Palazzina Sessa a Milano

Milano, via Ludovico Ariosto, 1.

Architettura di Cecilio Arpesani costruita nel 1909 su commissione di Giuseppe Sessa (fratello maggiore del Rodolfo committente del villino neo-rinascimentale di Cremella). Sorge su un’area di 2300 metri quadri in un quartiere di nuova urbanizzazione caratterizzata dalla presenza dell’imponente chiesa neo-barocca di Santa Maria Segreta (edificio religioso costruito su progetto di Augusto Brusconi in sostituzione dell’antica chiesa demolita nel centro di Milano).

Nell’articolo di L’Edilizia moderna che ne celebra la costruzione compare questa descrizione: «il carattere architettonico dell’edificio richiama le maniere bramantesche del Rinascimento. Una robusta zoccolatura di sarizzo giunge da terra al piano rialzato; quindi la struttura si innalza colle pareti a pietravista fino al primo piano, e prosegue intonacata con decorazioni a graffito, in parte a tappezzeria e in parte a tronchi, rami intrecciati e fogliami, e termina con una fascia a riquadri e raggianti, che ricorre con la gronda in legno, costituita da mensoloni che reggono una banchina sulla quale s’appoggiano i travicelli sagomati del tetto.
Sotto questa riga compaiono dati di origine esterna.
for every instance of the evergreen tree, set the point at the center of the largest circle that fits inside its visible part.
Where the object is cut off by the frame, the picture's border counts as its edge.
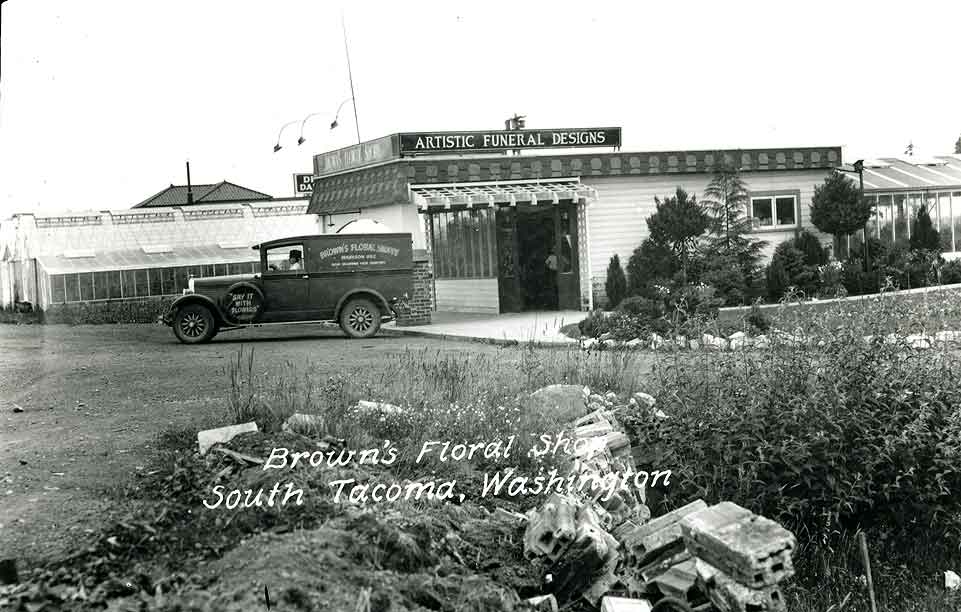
(650, 262)
(924, 236)
(837, 207)
(616, 284)
(678, 222)
(732, 254)
(726, 197)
Ad ogni piano l’angolo sud-est dell’edificio è occupato da una loggetta a tre campi, e decorata a graffiti».

Il richiamo neo-sforzesco del complesso è particolarmente evidente nel porticato ad L che collega l’ingresso principale della palazzina con la portineria e i fabbricati di servizio; portico evidentemente ispirato al chiostro della sagrestia di Santa Maria delle Grazie.

Le decorazioni a graffiti esterne furono eseguite da Ernesto Rusca che si occupò anche, insieme a Luigi Comolli, della decorazione delle stanze interne della palazzina.

Per diverse immagini del complesso si rinvia alle pagine di Wikipedia e Lombardia Beni Culturali.

 

Bibliografia estesa:  

Palazzina Sessa, via Ariosto, 1 – Milano, in «L’Edilizia moderna», Anno XVIII, fasc. X, Milano, 1909 Ottobre.

Lorenzo Francesco Colombo, Dal Bargello alle Grazie: la famiglia Sessa, l’architetto Arpesani e il neorinascimento in Lombardia tra la fine dell’Ottocento e l’inizio del Novecento, in Nello specchio del passato. Riscoprire l’identità e la forma nell’antichità tra Rinascimento e Neo-Rinascimenti, a cura di Roberta Martinis, Edoardo Rossetti, Milano, Scalpendi, 2023, in corso di stampa.

Armando Foresta, Una palazzina di pretto carattere italiano opera dell’architetto Cecilio Arpesani, di Milano, in «La Casa», 3 (1910), fasc. 17, pp. 329-337.

Adalberto Sessa, La famiglia Sessa dal X al XXI secolo, s.l. 2011, pp. 187-196.